Water Bottle Challenge

Purpose:

Build an unsupervised classifier to distinguish between knife-strikes on the top vs bottom of a stainless steel water bottle, using only two labeled examples and 24 unlabeled spectrogram CSVs.

Results:

95% accuracy on labeled data!

✅ Project Overview

Most code in this challenge was developed with help of ChatGPT. I gave it a set of requirements for my code and had it create the scaffolding. Given 3 hour limit, I wanted to honor it as best I could, and using ChatGPT helped me iterate quickly. My exploration.ipynb took about 2 hours of work. The actual water_bottle_challenge.py, the tests, and readme were created in just over 1 hour - this required more manual coding versus ChatGPT assist.

Data
- Preprocessed spectrogram CSVs in data/:
  - top.csv, bottom.csv (one clear example each).
  - unlabeled_XX.csv files (unknown strike location).
- Each CSV: rows = frequencies (Hz), columns = timepoints (ms), values = magnitude.
Goal
- Implement classify_preprocessed_audio(fpath: str) -> int:
  - 0 = top strike
  - 1 = bottom strike
  - None = unsure or invalid
- Must not error on any valid CSV.
Constraints
- Only two labeled samples.
- No external labels for evaluation.
- Code readability, concise explanations, and reproducibility matter.

🛠 Steps & Rationale

1. Initial Feature Engineering

These features were created with help from ChatGPT, I used it to research typical features in audio analysis of spectograms

Spectral Centroid: average frequency weighted by energy → indicates brightness.
Spectral Bandwidth: RMS spread around centroid → harmonic richness.
Rolloff 85%: cutoff where 85% of energy resides → high-frequency content.
Peak Frequency: single frequency with maximum total energy.

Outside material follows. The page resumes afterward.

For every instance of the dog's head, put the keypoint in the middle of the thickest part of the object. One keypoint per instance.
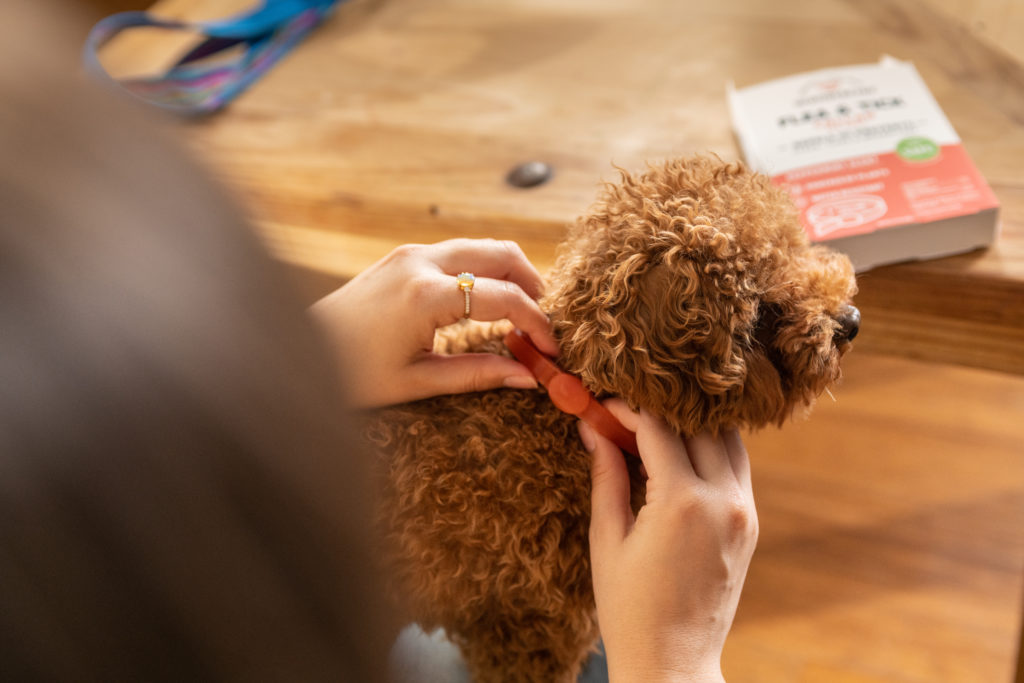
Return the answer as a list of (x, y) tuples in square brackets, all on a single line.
[(691, 291)]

Rationale: Top strikes produce sharper, tinny high-freq bursts; bottom strikes ring with lower, sustained tones as tested on a waterbottle in my room!

2. Visual Inspection

Plotted log-scaled spectrograms with librosa.display.specshow.
Noted distinct color-dominant zones for top vs bottom.
Tried to just seperate by where the longest and most colorful streak was

3. Cosine angle similarity Prototyping

Take cosine sim which is inverse cosine of (dot product of vectors divided by their (magnitudes multiplied))
Only looks at angle between vectors, which loses magnitude information
With this data I believe it is not appropriate discard magnitude of the vector when classifying, magnitude should be important in classifying top and bottom
Though I did utilize these results to validate if K-means was at least on track, and found about 70% agreement between this method and K-means by hand
Visually looking at cosine results after labeling I felt there were different labels that were wrong after PCA was applied.

4. K-means

Extract features for all files.
Standardize via StandardScaler.
KMeans with 3 clusters (top, bottom, unsure).
Map clusters to labels via top.csv/bottom.csv.
Predict new files’ cluster and translate to 0/1/None.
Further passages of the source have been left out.